Let's swap murders -- "Your wife, my father" -- the rich and eccentric Bruno Antony proposes to tennis athlete Guy Haines, a stranger he just met on a train in Hitchcock's 1951 taut thriller, STRANGERS ON A TRAIN. Who could catch us reasons Bruno since neither of us would be suspected, and we'd get rid of the people who are bothering us.

Bruno, played wickedly by Robert Walker, is a diabolical type who loves his mother, loathes his father, and once threatened to blow up the White House -- just joking, of course. He's also developed a way "to smell a flower on the planet Mars." Watch how menacing Robert Walker can make Bruno with nothing more that a devious smile and a box of popcorn he munches nonchalantly.

Guy (Farley Granger), in contrast, is a rock solid citizen who wants to marry a senator's daughter, Anne Morton (Ruth Roman), just as soon as he gets rid of his entanglements with his current wife, Miriam, a notorious flirt.

Miriam, played like a oversexed schoolgirl by Laura Elliot, is pregnant but probably not with Guy's baby. We see her with two young bucks in tow as she takes them both into the infamous Tunnel of Love at the local carny.

Hitchcock is a master at setting up scenes for maximum effect. When Miriam, her two boyfriends and Bruno are shown inside the tunnel, we see only their moving shadows. And when the camera moves to outside its entrance, we hear a scream from inside, which turns out to be nothing more than Miriam yelling at one of her boyfriends with an "oh, stop that," meaning don't do anything of the kind. In another beautifully composed sequence Miriam's glasses fall off when Bruno begins to strangle her. The rest of the murder is then filmed through the reflection in her glasses lying in the grass.

(So when does Hitchcock appear? Ten minutes into the film. Just as in THE PARADINE CASE, it's at a train station, where he's carrying a musical instrument case, but this time it's a bigger one, a bass.)

As expected, Guy is aghast when Bruno actually commits his end of the dastardly deeds they discussed; Guy wasn't serious. But not to worry, Guy has a rock solid alibi. However, the alibi crumbles through an unlucky break, and the story goes through a series of twists as Bruno keeps bugging him to follow through on their deal, which Guy never agreed to in the first place.

Babs, played by Hitchcock's daughter Patricia, who looks strangely like a younger Miriam, is great as Anne's precocious younger sister who specializes in speaking the unspeakable.
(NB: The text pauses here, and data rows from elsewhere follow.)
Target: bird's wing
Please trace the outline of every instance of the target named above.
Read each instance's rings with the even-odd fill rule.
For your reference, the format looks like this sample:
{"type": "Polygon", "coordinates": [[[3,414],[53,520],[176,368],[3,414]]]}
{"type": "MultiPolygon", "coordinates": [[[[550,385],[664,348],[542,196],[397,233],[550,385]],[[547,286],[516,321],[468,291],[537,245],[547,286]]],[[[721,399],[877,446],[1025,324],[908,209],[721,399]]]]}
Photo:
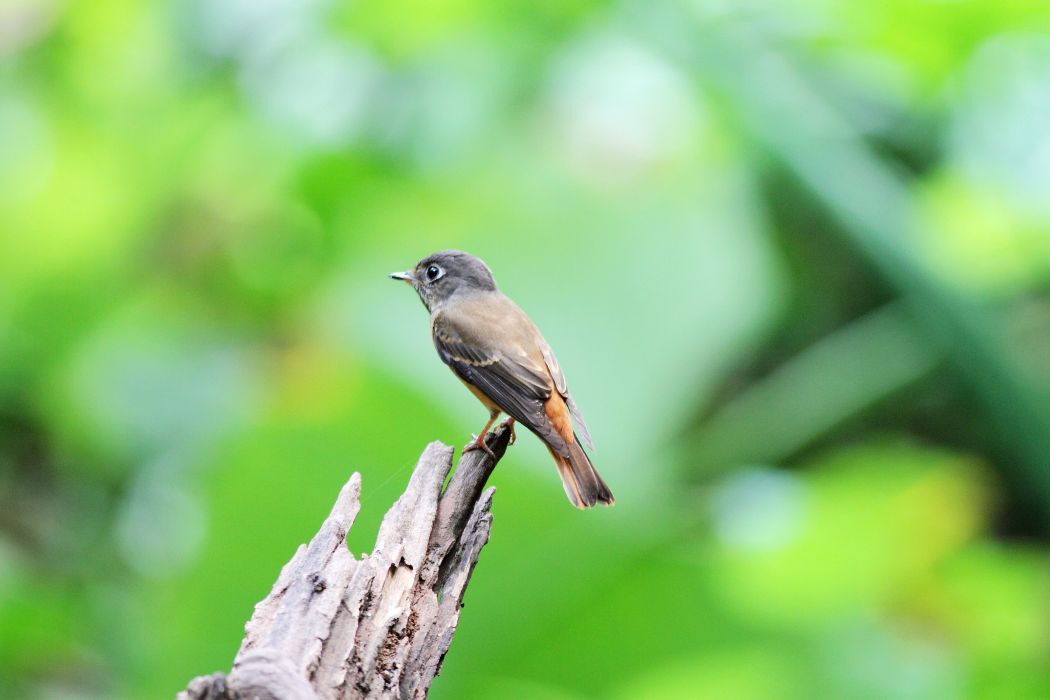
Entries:
{"type": "Polygon", "coordinates": [[[576,408],[576,402],[569,396],[569,386],[565,381],[565,375],[562,374],[562,367],[558,364],[558,358],[554,357],[554,352],[550,349],[550,345],[547,344],[543,336],[540,336],[540,352],[543,354],[543,361],[547,365],[547,370],[550,372],[551,379],[554,380],[554,387],[558,388],[558,393],[565,399],[565,404],[569,407],[569,412],[572,413],[572,420],[576,422],[576,428],[580,429],[580,437],[584,439],[588,447],[594,449],[594,443],[591,442],[590,430],[587,429],[583,413],[576,408]]]}
{"type": "Polygon", "coordinates": [[[460,379],[481,390],[552,449],[568,454],[568,444],[545,410],[556,387],[543,354],[539,347],[530,347],[520,334],[494,333],[494,327],[500,328],[510,320],[489,318],[500,311],[506,310],[460,302],[455,310],[435,314],[432,328],[438,355],[460,379]]]}

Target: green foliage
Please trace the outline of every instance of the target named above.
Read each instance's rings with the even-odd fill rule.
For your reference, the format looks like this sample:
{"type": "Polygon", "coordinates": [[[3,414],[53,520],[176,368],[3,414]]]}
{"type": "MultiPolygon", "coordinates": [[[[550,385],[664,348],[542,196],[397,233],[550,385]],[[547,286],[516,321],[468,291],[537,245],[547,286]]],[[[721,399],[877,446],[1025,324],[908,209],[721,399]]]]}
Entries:
{"type": "Polygon", "coordinates": [[[385,273],[487,260],[522,434],[435,698],[1046,698],[1050,10],[0,7],[0,697],[171,697],[352,471],[484,420],[385,273]]]}

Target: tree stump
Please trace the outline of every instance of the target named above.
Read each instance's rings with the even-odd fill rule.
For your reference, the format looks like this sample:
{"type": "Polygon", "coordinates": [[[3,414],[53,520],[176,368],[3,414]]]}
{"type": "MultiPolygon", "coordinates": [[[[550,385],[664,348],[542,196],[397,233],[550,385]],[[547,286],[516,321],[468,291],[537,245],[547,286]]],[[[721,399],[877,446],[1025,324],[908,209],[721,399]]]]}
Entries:
{"type": "Polygon", "coordinates": [[[424,698],[488,542],[495,489],[485,482],[509,440],[503,425],[489,433],[496,459],[465,453],[444,489],[454,450],[427,445],[360,558],[345,546],[360,510],[354,473],[255,606],[230,674],[193,679],[178,700],[424,698]]]}

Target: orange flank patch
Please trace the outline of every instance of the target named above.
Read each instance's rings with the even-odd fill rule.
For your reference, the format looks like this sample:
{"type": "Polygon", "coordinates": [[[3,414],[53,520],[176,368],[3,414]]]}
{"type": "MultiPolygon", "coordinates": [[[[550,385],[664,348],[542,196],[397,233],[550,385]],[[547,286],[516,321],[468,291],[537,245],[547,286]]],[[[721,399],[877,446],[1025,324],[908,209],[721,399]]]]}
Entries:
{"type": "Polygon", "coordinates": [[[558,434],[562,436],[562,439],[569,445],[575,442],[572,434],[572,419],[569,418],[569,407],[565,405],[565,399],[558,391],[550,393],[550,398],[543,405],[543,409],[558,434]]]}

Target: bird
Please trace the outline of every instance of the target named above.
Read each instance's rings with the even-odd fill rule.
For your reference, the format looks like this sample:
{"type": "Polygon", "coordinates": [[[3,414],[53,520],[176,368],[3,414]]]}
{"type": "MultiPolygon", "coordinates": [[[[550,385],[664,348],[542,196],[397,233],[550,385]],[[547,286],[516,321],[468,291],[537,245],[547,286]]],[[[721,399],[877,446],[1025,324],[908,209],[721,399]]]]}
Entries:
{"type": "Polygon", "coordinates": [[[546,445],[573,506],[612,505],[612,491],[581,445],[582,438],[594,448],[554,353],[525,312],[500,291],[488,266],[447,250],[390,277],[419,294],[430,314],[438,356],[489,411],[464,451],[492,454],[485,436],[506,413],[511,431],[517,421],[546,445]]]}

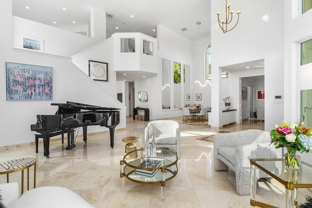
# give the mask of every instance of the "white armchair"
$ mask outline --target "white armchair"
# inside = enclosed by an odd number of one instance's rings
[[[147,135],[148,132],[149,135]],[[147,124],[145,130],[145,144],[152,142],[152,135],[153,133],[156,147],[175,148],[178,158],[180,159],[180,136],[178,122],[171,120],[151,121]]]
[[[76,192],[63,187],[39,187],[26,191],[19,198],[19,191],[17,182],[0,184],[0,194],[6,208],[94,208]]]
[[[250,194],[251,158],[282,158],[280,148],[275,149],[270,145],[269,132],[251,129],[237,132],[217,133],[214,141],[214,170],[227,170],[229,168],[235,172],[236,189],[239,195]],[[270,167],[271,171],[279,172],[281,167]],[[270,176],[257,170],[256,180]]]

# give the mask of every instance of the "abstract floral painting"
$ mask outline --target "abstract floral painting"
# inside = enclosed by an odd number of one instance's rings
[[[6,100],[52,100],[52,68],[6,62]]]

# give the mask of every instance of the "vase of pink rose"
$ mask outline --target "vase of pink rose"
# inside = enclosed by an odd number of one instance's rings
[[[312,151],[312,128],[303,127],[305,122],[299,124],[288,124],[282,121],[282,125],[275,125],[275,129],[271,131],[271,143],[275,148],[285,147],[287,152],[283,158],[288,168],[298,170],[300,166],[300,157],[296,153],[308,152]]]

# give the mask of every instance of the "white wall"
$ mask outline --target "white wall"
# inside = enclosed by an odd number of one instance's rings
[[[54,114],[57,107],[51,103],[62,103],[71,101],[100,106],[121,109],[120,123],[117,128],[125,127],[125,108],[115,98],[110,96],[93,80],[70,63],[70,58],[49,56],[23,50],[13,49],[12,31],[13,18],[12,1],[4,1],[0,8],[0,27],[5,28],[0,36],[0,66],[1,81],[0,81],[0,131],[2,138],[0,146],[28,143],[35,141],[34,132],[30,125],[37,121],[36,115]],[[27,26],[26,25],[25,26]],[[41,28],[44,30],[45,27]],[[58,30],[59,30],[57,29]],[[14,31],[14,36],[17,33]],[[64,38],[67,38],[64,37]],[[60,49],[60,51],[62,51]],[[53,67],[53,100],[7,101],[6,100],[5,62],[33,64]],[[99,96],[99,95],[100,96]],[[108,129],[93,126],[88,132],[108,130]],[[80,133],[82,133],[82,132]],[[108,134],[109,135],[109,134]],[[109,139],[109,137],[107,138]]]
[[[68,30],[69,31],[73,32],[74,33],[82,34],[86,36],[89,36],[89,28],[90,25],[89,24],[85,24],[84,25],[78,26],[68,26],[64,27],[56,27],[62,30]]]
[[[105,18],[106,13],[100,11],[95,13],[95,15],[100,17],[97,18],[94,26],[101,29],[95,34],[94,38],[13,16],[13,47],[21,48],[20,35],[22,34],[43,39],[44,53],[70,57],[106,39],[106,20],[100,18],[103,14]]]
[[[82,72],[89,75],[88,60],[108,63],[108,81],[96,82],[117,98],[116,73],[114,71],[114,47],[113,38],[110,38],[95,45],[72,57],[73,63]]]
[[[194,73],[193,64],[193,41],[187,38],[181,36],[168,28],[158,25],[157,29],[157,41],[158,45],[158,76],[151,78],[151,81],[146,83],[146,85],[154,86],[151,88],[152,93],[148,93],[149,102],[151,95],[153,97],[153,112],[150,112],[150,118],[156,119],[166,117],[180,116],[182,115],[182,112],[178,109],[169,109],[163,110],[161,109],[161,59],[165,58],[171,61],[172,66],[173,61],[176,61],[183,64],[186,64],[191,67],[191,80],[192,75]],[[192,81],[191,81],[192,82]],[[143,84],[136,83],[136,92],[138,92],[137,88],[145,89],[146,85],[141,86]],[[173,99],[173,88],[172,88],[171,96]]]
[[[117,33],[114,38],[114,70],[157,73],[157,39],[140,33]],[[121,38],[135,39],[135,53],[121,53]],[[143,54],[143,40],[153,43],[153,56]]]
[[[310,63],[300,66],[301,42],[312,39],[312,10],[301,15],[297,9],[298,1],[284,2],[284,117],[287,123],[298,123],[300,121],[300,90],[312,89]],[[292,7],[292,6],[293,7]],[[280,122],[277,123],[280,124]],[[311,153],[300,154],[302,160],[312,164]]]
[[[153,112],[155,110],[154,108],[155,96],[153,93],[154,88],[153,88],[153,85],[151,84],[154,78],[146,78],[135,80],[135,107],[148,108],[150,110],[150,120],[154,119],[152,116]],[[147,93],[147,102],[141,102],[138,100],[138,92],[140,91],[145,91]],[[160,108],[161,107],[159,106],[159,108]],[[138,111],[137,114],[144,115],[144,111]]]
[[[270,131],[276,123],[280,122],[284,116],[283,105],[273,105],[274,95],[284,94],[284,27],[281,24],[284,1],[264,0],[237,0],[233,4],[232,9],[240,10],[239,22],[233,30],[224,34],[220,29],[215,14],[220,12],[224,17],[224,2],[212,1],[211,41],[213,43],[212,58],[213,77],[219,77],[221,68],[247,61],[264,59],[265,130]],[[281,6],[282,5],[282,6]],[[264,18],[268,17],[268,21]],[[237,16],[234,15],[235,21]],[[234,80],[234,81],[237,81]],[[219,79],[213,79],[212,87],[212,124],[214,127],[221,126],[220,112],[223,105],[222,90]],[[235,88],[232,86],[235,85]],[[238,82],[230,85],[230,95],[235,104],[239,103]],[[213,98],[214,98],[213,99]],[[238,109],[238,106],[234,108]]]

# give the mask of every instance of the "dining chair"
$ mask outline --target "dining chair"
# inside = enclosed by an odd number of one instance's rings
[[[202,108],[199,113],[196,113],[194,114],[196,116],[196,120],[197,120],[197,117],[201,117],[203,121],[205,121],[204,117],[206,116],[206,108]]]
[[[189,109],[188,108],[182,108],[182,114],[183,115],[184,122],[187,121],[187,120],[189,119],[190,116],[191,116],[192,119],[191,120],[192,120],[192,121],[193,121],[193,117],[194,116],[194,113],[191,113],[191,112],[190,111],[190,109]]]

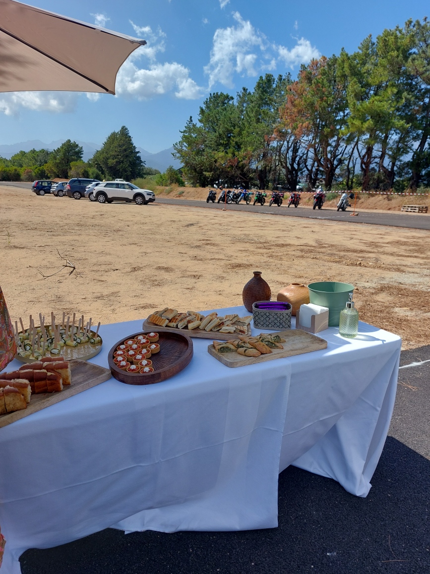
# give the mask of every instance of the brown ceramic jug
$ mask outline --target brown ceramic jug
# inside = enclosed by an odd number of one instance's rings
[[[281,289],[277,294],[277,301],[286,301],[292,306],[291,315],[295,316],[300,305],[309,302],[309,289],[302,283],[291,283],[288,287]]]
[[[242,298],[247,311],[252,312],[252,304],[256,301],[270,301],[272,292],[270,287],[261,278],[261,271],[253,272],[254,276],[243,288]]]

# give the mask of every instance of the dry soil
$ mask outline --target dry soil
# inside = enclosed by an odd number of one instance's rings
[[[292,282],[352,283],[362,320],[401,335],[404,348],[428,343],[428,231],[0,189],[0,285],[14,321],[240,305],[255,270],[275,296]]]

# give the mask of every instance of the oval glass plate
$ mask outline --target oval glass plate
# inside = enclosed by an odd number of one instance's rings
[[[49,327],[49,325],[47,325],[46,327]],[[95,336],[95,331],[91,331],[89,332],[92,333],[93,336]],[[100,333],[98,336],[100,336]],[[80,343],[77,347],[68,347],[67,345],[64,345],[61,348],[61,353],[58,356],[64,357],[65,360],[72,360],[73,359],[88,360],[88,359],[92,359],[96,355],[99,354],[101,350],[103,344],[103,340],[100,337],[100,343],[97,343],[95,345],[92,345],[89,342],[88,343]],[[46,354],[46,356],[50,357],[55,356],[54,355],[48,353]],[[25,357],[22,357],[18,354],[15,355],[15,358],[18,359],[21,363],[33,363],[35,360],[38,360],[37,359],[26,359]]]
[[[155,331],[155,329],[153,329]],[[128,335],[114,345],[108,354],[108,362],[113,376],[122,383],[127,385],[152,385],[159,383],[162,381],[173,377],[179,373],[188,364],[193,358],[193,342],[185,335],[157,329],[159,335],[157,342],[160,346],[160,350],[150,357],[153,362],[153,373],[147,374],[127,373],[119,369],[114,362],[114,353],[118,345],[120,345],[127,339],[134,339],[138,335],[146,335],[151,331],[141,331],[134,335]]]

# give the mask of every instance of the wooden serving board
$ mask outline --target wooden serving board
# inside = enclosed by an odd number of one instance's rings
[[[49,325],[46,325],[46,327],[49,327]],[[89,332],[91,333],[93,336],[95,336],[95,331],[91,331]],[[100,335],[98,336],[100,337]],[[68,347],[67,345],[64,345],[64,347],[61,347],[61,352],[58,356],[64,357],[64,360],[73,360],[74,359],[88,360],[88,359],[92,359],[96,355],[99,354],[101,350],[103,344],[103,341],[100,337],[100,343],[97,343],[95,345],[92,345],[89,341],[88,343],[80,343],[77,347]],[[46,356],[55,356],[54,355],[51,355],[50,353],[47,353]],[[21,363],[33,363],[35,360],[39,360],[38,359],[27,359],[18,354],[15,355],[15,358],[21,361]],[[41,360],[43,360],[43,359]]]
[[[260,355],[257,357],[245,357],[234,351],[232,353],[218,353],[214,348],[213,345],[209,345],[208,351],[226,367],[244,367],[247,364],[264,363],[267,360],[273,360],[273,359],[282,359],[292,356],[293,355],[302,355],[327,348],[327,341],[311,333],[302,331],[301,329],[280,331],[270,334],[279,335],[282,339],[287,339],[286,343],[280,343],[284,347],[283,349],[272,349],[271,353]]]
[[[112,376],[110,370],[98,364],[87,363],[87,361],[75,359],[70,362],[72,371],[72,384],[64,387],[60,393],[41,393],[32,394],[30,402],[26,409],[17,410],[14,413],[0,415],[0,428],[10,425],[11,422],[28,417],[32,413],[45,409],[47,406],[54,405],[56,402],[64,401],[69,397],[82,393],[83,391],[96,385],[108,381]]]
[[[160,346],[160,350],[150,357],[154,370],[153,373],[147,374],[128,373],[117,367],[114,362],[114,353],[118,346],[127,339],[134,339],[138,335],[147,335],[151,332],[151,329],[146,332],[135,333],[118,341],[108,355],[108,362],[112,374],[118,381],[126,385],[152,385],[161,383],[180,373],[193,358],[193,342],[186,335],[172,332],[173,330],[167,331],[165,327],[157,330],[159,339],[157,342]]]
[[[219,331],[210,331],[208,332],[204,329],[202,331],[198,327],[196,329],[192,329],[191,331],[189,331],[187,329],[175,329],[173,327],[161,327],[158,325],[154,325],[154,323],[150,323],[147,319],[143,321],[142,329],[148,333],[150,333],[151,331],[154,331],[154,333],[158,333],[159,329],[163,329],[165,331],[170,331],[172,333],[179,333],[181,335],[186,335],[187,337],[198,337],[201,339],[216,339],[218,341],[228,341],[231,339],[237,339],[238,335],[241,335],[241,333],[220,333]],[[248,334],[249,336],[251,334],[249,325],[248,325]]]

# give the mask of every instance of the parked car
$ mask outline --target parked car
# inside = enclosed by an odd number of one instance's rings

She keeps pointing out how and why her future brother-in-law is a prime suspect in his wife's murder.

Hitchcock's characters, as usual, feature an everyman, Guy in this movie, wrapped up in a web he has trouble breaking. Hitchcock has a deft touch with his actors producing characters in predicaments that are easy to empathize with.

As Guy gets swept up in the story's whirlpool, Hitchcock uses some classic and always effective thriller backdrops such an amusement park. More imaginative is setting up a tennis match that doesn't look like it will end soon enough as a way to ratchet up the tension. And, finally, a run-away merry-go-round provides the film's piece de resistance vehicle for terror.

STRANGERS ON A TRAIN runs 1:40. It is rated PG for violence and tension and would be fine for kids around nine and up.